Noël Carroll

Professor
USA

Voted for

FilmYearDirector
La Règle du jeu1939Jean Renoir
Vertigo1958Alfred Hitchcock
Citizen Kane1941Orson Welles
Tokyo Story1953Yasujirō Ozu
M1931Fritz Lang
The General1926Buster Keaton, Clyde Bruckman
Man with a Movie Camera1929Dziga Vertov
Un chien andalou1928Luis Buñuel
Shoah1985Claude Lanzmann
Meshes of the Afternoon1943Maya Deren, Alexander Hackenschmied

Comments

La Règle du jeu

1939 France

With multi-planar compositions for a multi-layered comedy-drama with psychological and social insight, the film is a triumph of nuance.

Vertigo

1958 USA

A philosophically penetrating portrayal of falling in love, obsession, and portrayal.

Citizen Kane

1941 USA

A towering study in the private life of a public man that probes the nature of personal identity.

Tokyo Story

1953 Japan

A perfect, subtly but appropriately understated portrayal of the lives and issues of ordinary people.

M

1931 Germany

Magnificent use of offscreen space in the finest police procedural cum political insight in the history of film.

The General

1926 USA

Breathtaking comic episodes elegantly composed and edited by an auteur with the mind of a civil engineer commited to disclosing the mechanics or physics of the material world.

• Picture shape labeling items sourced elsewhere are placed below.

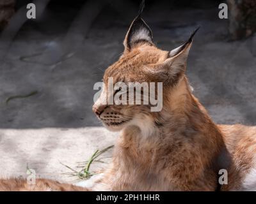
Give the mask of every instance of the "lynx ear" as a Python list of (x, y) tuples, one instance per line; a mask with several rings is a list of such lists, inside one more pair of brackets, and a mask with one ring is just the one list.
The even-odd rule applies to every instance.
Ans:
[(148, 26), (141, 18), (141, 13), (145, 7), (145, 1), (142, 1), (138, 15), (132, 21), (130, 28), (126, 34), (124, 41), (125, 50), (130, 50), (136, 43), (140, 42), (154, 45), (153, 35)]
[(168, 58), (162, 64), (162, 68), (168, 72), (169, 76), (175, 77), (185, 72), (193, 38), (198, 29), (199, 27), (192, 33), (185, 43), (169, 52)]

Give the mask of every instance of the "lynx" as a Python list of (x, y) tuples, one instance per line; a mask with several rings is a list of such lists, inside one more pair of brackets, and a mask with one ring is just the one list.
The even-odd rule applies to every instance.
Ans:
[[(164, 51), (140, 15), (132, 22), (124, 53), (106, 70), (104, 83), (110, 77), (114, 83), (161, 82), (163, 109), (103, 104), (103, 87), (93, 111), (106, 128), (121, 133), (95, 189), (100, 184), (111, 191), (256, 190), (256, 127), (215, 124), (192, 94), (185, 71), (195, 33)], [(228, 173), (223, 185), (220, 170)]]
[[(103, 80), (105, 85), (109, 78), (115, 83), (162, 82), (163, 108), (106, 104), (104, 86), (93, 111), (120, 135), (109, 168), (93, 183), (79, 186), (110, 191), (256, 191), (256, 126), (215, 124), (192, 94), (185, 72), (195, 33), (178, 48), (164, 51), (155, 46), (141, 15), (133, 20), (124, 53)], [(223, 184), (221, 170), (228, 173)], [(34, 189), (87, 189), (47, 180), (40, 180)], [(33, 189), (25, 180), (10, 179), (0, 180), (0, 190)]]

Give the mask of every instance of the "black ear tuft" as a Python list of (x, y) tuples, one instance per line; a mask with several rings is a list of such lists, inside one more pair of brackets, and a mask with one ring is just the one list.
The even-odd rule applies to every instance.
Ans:
[(186, 42), (185, 44), (188, 44), (192, 42), (193, 40), (193, 38), (194, 38), (195, 34), (196, 33), (197, 31), (199, 30), (199, 29), (200, 28), (200, 26), (198, 26), (195, 31), (194, 32), (192, 33), (192, 34), (191, 34), (189, 39)]
[(177, 47), (177, 48), (172, 50), (172, 51), (170, 52), (169, 53), (169, 57), (173, 57), (179, 53), (180, 53), (182, 50), (184, 50), (188, 45), (191, 44), (193, 41), (193, 38), (194, 37), (195, 34), (200, 29), (200, 27), (197, 27), (190, 35), (189, 38), (181, 46)]
[(145, 0), (143, 0), (140, 6), (138, 15), (132, 21), (124, 41), (124, 45), (128, 50), (140, 42), (154, 45), (151, 29), (141, 17), (144, 8)]
[(140, 17), (141, 16), (141, 13), (144, 10), (144, 8), (145, 8), (145, 0), (142, 0), (141, 2), (140, 3), (139, 13), (138, 13), (138, 17)]

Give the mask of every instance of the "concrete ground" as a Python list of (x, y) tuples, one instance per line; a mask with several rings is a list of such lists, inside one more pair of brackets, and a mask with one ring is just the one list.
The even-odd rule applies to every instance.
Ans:
[[(165, 50), (180, 45), (200, 26), (187, 71), (195, 95), (217, 123), (255, 124), (256, 36), (229, 41), (228, 21), (218, 18), (218, 5), (203, 6), (182, 10), (156, 3), (143, 17)], [(0, 46), (1, 177), (26, 177), (28, 165), (41, 177), (71, 182), (76, 177), (63, 174), (70, 171), (61, 163), (79, 169), (77, 163), (117, 136), (92, 112), (93, 87), (122, 53), (136, 11), (127, 17), (106, 6), (80, 33), (81, 25), (72, 21), (79, 6), (63, 9), (49, 6), (4, 49)]]

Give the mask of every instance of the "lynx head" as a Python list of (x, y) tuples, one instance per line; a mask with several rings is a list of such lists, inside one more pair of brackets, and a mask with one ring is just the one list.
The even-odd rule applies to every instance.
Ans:
[[(172, 51), (164, 51), (154, 45), (152, 31), (140, 15), (133, 20), (124, 41), (124, 53), (106, 70), (103, 78), (104, 85), (93, 106), (93, 111), (108, 129), (120, 131), (127, 126), (135, 126), (148, 134), (148, 131), (152, 129), (152, 127), (159, 125), (161, 113), (168, 108), (168, 98), (172, 94), (172, 90), (179, 86), (181, 80), (186, 80), (184, 73), (187, 57), (195, 33), (195, 31), (185, 43), (178, 48)], [(158, 92), (156, 85), (156, 95), (154, 96), (154, 98), (163, 97), (162, 110), (158, 112), (152, 112), (152, 105), (150, 103), (148, 105), (142, 102), (141, 105), (103, 103), (108, 101), (109, 96), (118, 96), (117, 98), (120, 98), (122, 94), (127, 91), (114, 87), (113, 91), (111, 92), (108, 89), (110, 78), (113, 80), (114, 85), (120, 82), (148, 85), (150, 82), (156, 84), (162, 82), (163, 92)], [(127, 89), (130, 91), (131, 89)], [(129, 91), (125, 95), (125, 101), (134, 101), (134, 98), (131, 98), (128, 94)], [(144, 91), (143, 86), (139, 92), (143, 94)], [(143, 99), (143, 96), (141, 99)]]

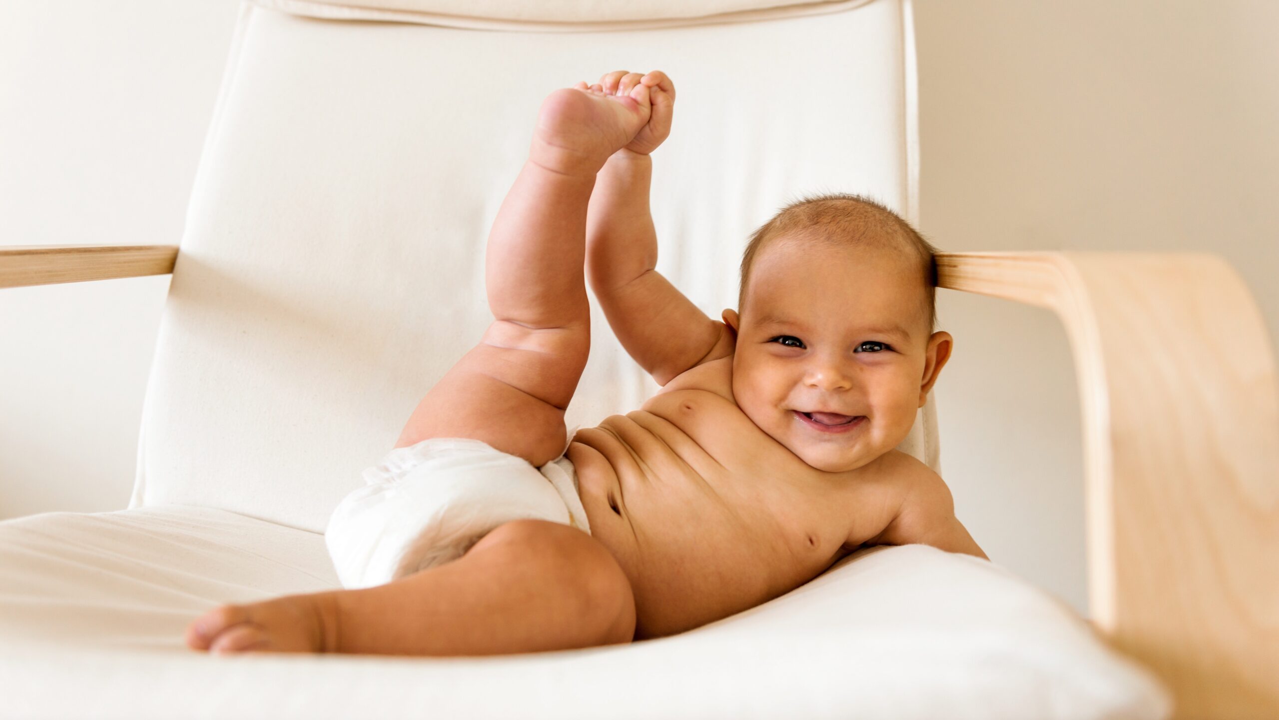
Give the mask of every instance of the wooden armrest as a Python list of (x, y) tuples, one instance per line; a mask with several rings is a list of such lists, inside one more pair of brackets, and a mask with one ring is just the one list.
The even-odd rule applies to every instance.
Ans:
[(0, 247), (0, 288), (173, 272), (178, 246)]
[(939, 253), (941, 288), (1046, 307), (1083, 405), (1088, 602), (1177, 717), (1279, 717), (1279, 391), (1211, 254)]

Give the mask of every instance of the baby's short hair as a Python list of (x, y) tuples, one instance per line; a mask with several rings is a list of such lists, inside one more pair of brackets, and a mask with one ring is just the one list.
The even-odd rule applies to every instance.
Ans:
[[(920, 267), (923, 284), (927, 288), (926, 308), (929, 330), (936, 327), (936, 248), (918, 230), (911, 226), (898, 214), (884, 205), (863, 196), (849, 193), (826, 193), (808, 196), (783, 207), (767, 223), (751, 234), (751, 242), (742, 254), (742, 279), (738, 290), (737, 307), (742, 309), (746, 301), (746, 283), (751, 276), (755, 256), (769, 240), (783, 234), (803, 234), (808, 229), (822, 230), (820, 238), (849, 246), (874, 243), (907, 253)], [(807, 239), (807, 238), (806, 238)], [(813, 239), (817, 239), (813, 237)]]

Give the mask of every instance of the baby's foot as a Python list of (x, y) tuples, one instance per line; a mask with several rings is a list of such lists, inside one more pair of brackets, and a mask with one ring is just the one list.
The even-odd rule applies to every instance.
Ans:
[(533, 132), (535, 162), (558, 173), (595, 175), (648, 123), (648, 86), (636, 84), (625, 95), (597, 87), (578, 83), (542, 101)]
[(331, 593), (290, 595), (252, 605), (223, 605), (187, 625), (192, 650), (325, 652), (334, 646)]

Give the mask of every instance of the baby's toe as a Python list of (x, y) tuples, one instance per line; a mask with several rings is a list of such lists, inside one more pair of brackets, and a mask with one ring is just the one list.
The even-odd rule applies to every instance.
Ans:
[(226, 628), (248, 622), (248, 611), (239, 605), (223, 605), (196, 618), (187, 625), (187, 647), (208, 650), (214, 638)]
[(208, 646), (208, 651), (221, 653), (263, 650), (270, 643), (270, 639), (271, 638), (262, 628), (251, 624), (240, 624), (224, 630), (220, 636), (214, 638), (214, 642)]
[(631, 88), (640, 84), (640, 79), (643, 78), (640, 73), (627, 73), (622, 75), (618, 81), (618, 95), (631, 95)]

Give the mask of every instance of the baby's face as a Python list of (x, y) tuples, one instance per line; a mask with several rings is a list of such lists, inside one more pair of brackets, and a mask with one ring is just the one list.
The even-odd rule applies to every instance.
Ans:
[(770, 242), (730, 322), (738, 407), (821, 471), (891, 450), (950, 354), (950, 335), (929, 327), (925, 293), (918, 269), (891, 251)]

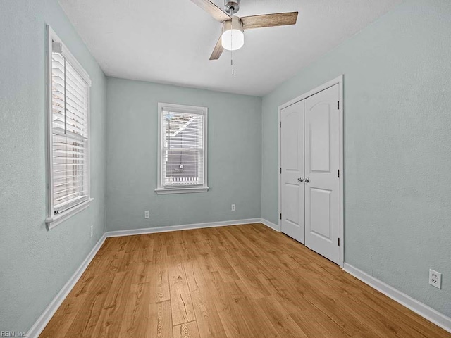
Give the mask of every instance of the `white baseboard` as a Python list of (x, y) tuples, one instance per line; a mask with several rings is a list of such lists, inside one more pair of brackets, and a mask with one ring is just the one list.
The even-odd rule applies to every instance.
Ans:
[(100, 239), (96, 243), (96, 245), (94, 246), (91, 252), (87, 255), (85, 261), (81, 263), (81, 265), (78, 267), (77, 270), (72, 275), (70, 279), (64, 284), (63, 288), (60, 290), (58, 294), (54, 298), (51, 303), (49, 304), (49, 306), (44, 311), (42, 314), (37, 318), (36, 323), (31, 327), (31, 328), (27, 332), (27, 337), (28, 338), (37, 338), (41, 332), (44, 330), (47, 323), (50, 321), (53, 315), (58, 310), (58, 308), (61, 305), (66, 297), (69, 294), (70, 290), (75, 285), (77, 282), (92, 261), (92, 258), (96, 256), (97, 251), (105, 242), (105, 239), (106, 236), (105, 234), (100, 237)]
[(418, 313), (421, 317), (427, 319), (430, 322), (433, 323), (436, 325), (445, 330), (448, 332), (451, 332), (451, 318), (434, 310), (423, 303), (414, 299), (410, 296), (407, 295), (404, 292), (395, 289), (393, 287), (374, 278), (373, 276), (368, 275), (366, 273), (354, 268), (354, 266), (345, 263), (343, 270), (347, 273), (352, 275), (356, 278), (362, 280), (365, 284), (376, 290), (382, 292), (385, 296), (391, 298), (394, 301), (403, 305), (412, 311)]
[(265, 220), (264, 218), (261, 218), (261, 223), (264, 224), (267, 227), (271, 227), (273, 230), (276, 230), (278, 232), (280, 232), (280, 228), (278, 224), (273, 223), (272, 222), (270, 222), (268, 220)]
[(227, 225), (239, 225), (242, 224), (259, 223), (261, 218), (249, 218), (247, 220), (226, 220), (223, 222), (210, 222), (206, 223), (184, 224), (182, 225), (170, 225), (167, 227), (147, 227), (132, 229), (130, 230), (107, 231), (107, 237), (119, 236), (131, 236), (133, 234), (154, 234), (156, 232), (167, 232), (169, 231), (188, 230), (190, 229), (202, 229), (204, 227), (226, 227)]

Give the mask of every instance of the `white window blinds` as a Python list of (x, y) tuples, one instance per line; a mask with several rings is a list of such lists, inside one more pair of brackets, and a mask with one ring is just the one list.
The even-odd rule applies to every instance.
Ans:
[(161, 114), (163, 187), (204, 186), (204, 114), (165, 108)]
[(89, 84), (52, 44), (51, 137), (53, 213), (58, 214), (89, 198)]

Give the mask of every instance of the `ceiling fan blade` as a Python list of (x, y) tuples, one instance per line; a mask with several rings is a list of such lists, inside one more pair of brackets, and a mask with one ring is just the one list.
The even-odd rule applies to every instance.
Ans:
[(209, 0), (191, 0), (196, 4), (198, 6), (210, 14), (213, 18), (219, 21), (220, 23), (230, 20), (231, 18), (224, 12), (222, 9), (213, 4)]
[(223, 47), (223, 44), (221, 42), (221, 36), (219, 36), (219, 39), (218, 42), (216, 42), (216, 45), (214, 46), (214, 49), (213, 49), (213, 53), (211, 53), (211, 56), (210, 56), (210, 60), (218, 60), (221, 54), (224, 51), (224, 48)]
[(245, 30), (262, 28), (264, 27), (285, 26), (295, 25), (298, 12), (278, 13), (263, 15), (244, 16), (241, 18)]

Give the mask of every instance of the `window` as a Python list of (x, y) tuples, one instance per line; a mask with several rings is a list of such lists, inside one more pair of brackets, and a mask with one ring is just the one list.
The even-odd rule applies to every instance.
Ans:
[(204, 192), (206, 113), (204, 107), (159, 104), (157, 194)]
[(89, 206), (89, 77), (49, 27), (49, 227)]

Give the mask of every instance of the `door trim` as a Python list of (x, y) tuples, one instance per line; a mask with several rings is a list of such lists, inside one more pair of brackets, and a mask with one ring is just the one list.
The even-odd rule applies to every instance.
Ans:
[(343, 112), (345, 110), (345, 104), (344, 104), (344, 99), (343, 99), (343, 80), (344, 80), (344, 75), (340, 75), (338, 77), (336, 77), (333, 80), (331, 80), (330, 81), (328, 81), (328, 82), (321, 84), (321, 86), (317, 87), (316, 88), (315, 88), (314, 89), (312, 89), (309, 92), (307, 92), (305, 94), (303, 94), (302, 95), (299, 95), (299, 96), (295, 97), (295, 99), (293, 99), (292, 100), (289, 101), (288, 102), (286, 102), (283, 104), (282, 104), (281, 106), (279, 106), (278, 108), (278, 172), (279, 173), (278, 176), (278, 183), (279, 183), (279, 195), (278, 195), (278, 204), (279, 204), (279, 208), (278, 208), (278, 213), (279, 215), (278, 215), (278, 231), (280, 231), (280, 229), (282, 228), (282, 225), (281, 225), (281, 220), (280, 218), (279, 217), (281, 211), (282, 211), (282, 182), (281, 182), (281, 179), (282, 179), (282, 175), (280, 175), (280, 165), (281, 165), (281, 157), (280, 157), (280, 154), (281, 154), (281, 151), (280, 151), (280, 146), (281, 146), (281, 133), (280, 133), (280, 127), (278, 127), (278, 126), (280, 125), (280, 111), (282, 111), (282, 109), (283, 109), (284, 108), (287, 108), (292, 104), (295, 104), (297, 102), (299, 102), (299, 101), (302, 101), (306, 99), (307, 98), (311, 96), (316, 94), (319, 93), (320, 92), (322, 92), (323, 90), (327, 89), (328, 88), (330, 88), (333, 86), (335, 86), (335, 84), (339, 84), (340, 85), (340, 123), (339, 123), (339, 127), (340, 127), (340, 144), (339, 144), (339, 151), (340, 151), (340, 154), (339, 154), (339, 157), (340, 157), (340, 161), (339, 161), (339, 169), (340, 169), (340, 192), (338, 192), (338, 195), (340, 197), (340, 266), (342, 268), (345, 264), (345, 215), (344, 215), (344, 190), (343, 190), (343, 181), (344, 181), (344, 177), (345, 177), (345, 170), (343, 170)]

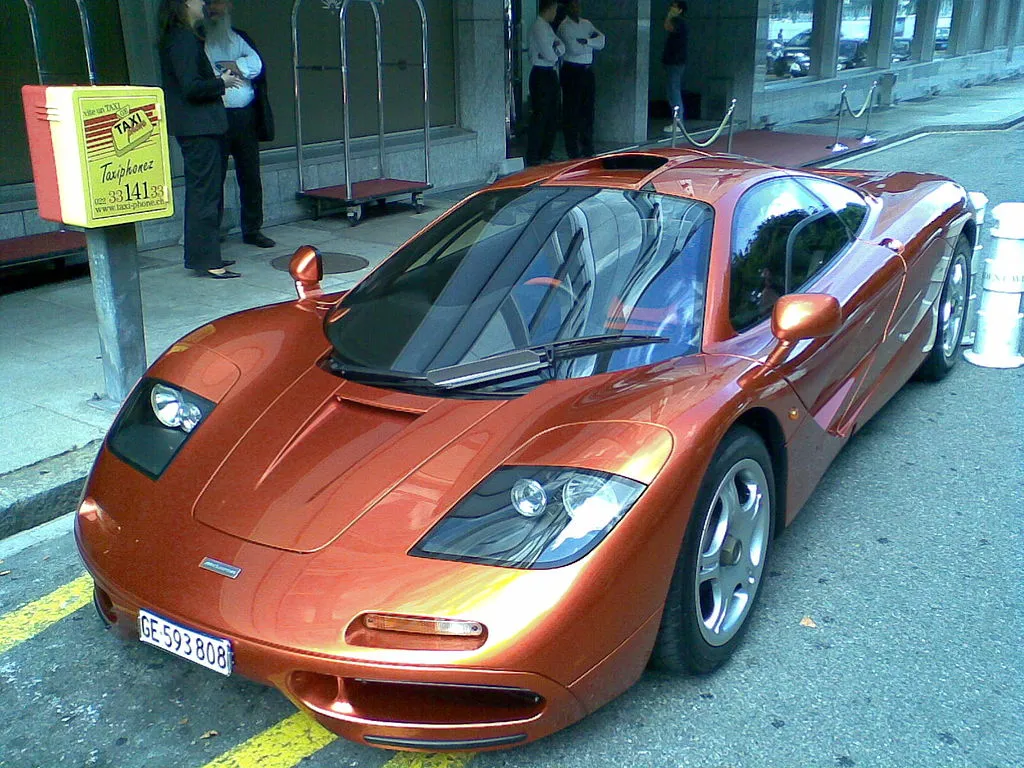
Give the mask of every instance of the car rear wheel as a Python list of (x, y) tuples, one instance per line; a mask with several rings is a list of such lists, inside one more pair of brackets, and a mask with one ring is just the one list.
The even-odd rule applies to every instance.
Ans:
[(964, 338), (968, 296), (971, 290), (970, 241), (963, 234), (956, 241), (953, 257), (946, 269), (946, 279), (939, 296), (939, 321), (936, 324), (932, 351), (918, 369), (916, 378), (938, 381), (953, 370), (959, 359), (959, 344)]
[(705, 474), (676, 561), (652, 662), (711, 672), (736, 649), (761, 591), (774, 535), (771, 458), (734, 427)]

Proof positive that Buster Keaton was not only an unparalleled comic performer but a director who could have been a success in any genre of filmmaking.

Man with a Movie Camera

1929 Ukrainian SSR, USSR

The greatest exercise in the practice of intellectual montage ever.

Un chien andalou

1928 France

Still the finest Surrealist film.

Shoah

1985 France

A monumental, unrivaled documentary of a defining atrocity of the twentieth century.

Meshes of the Afternoon

1943 USA

A psychologically powerful, imagistically compelling exploration of a woman's passage-of-life experience. Mesmerising.

Further remarks

My choices all fall before the advent of the 21st century because I have tried to choose works that have already passed the test of time.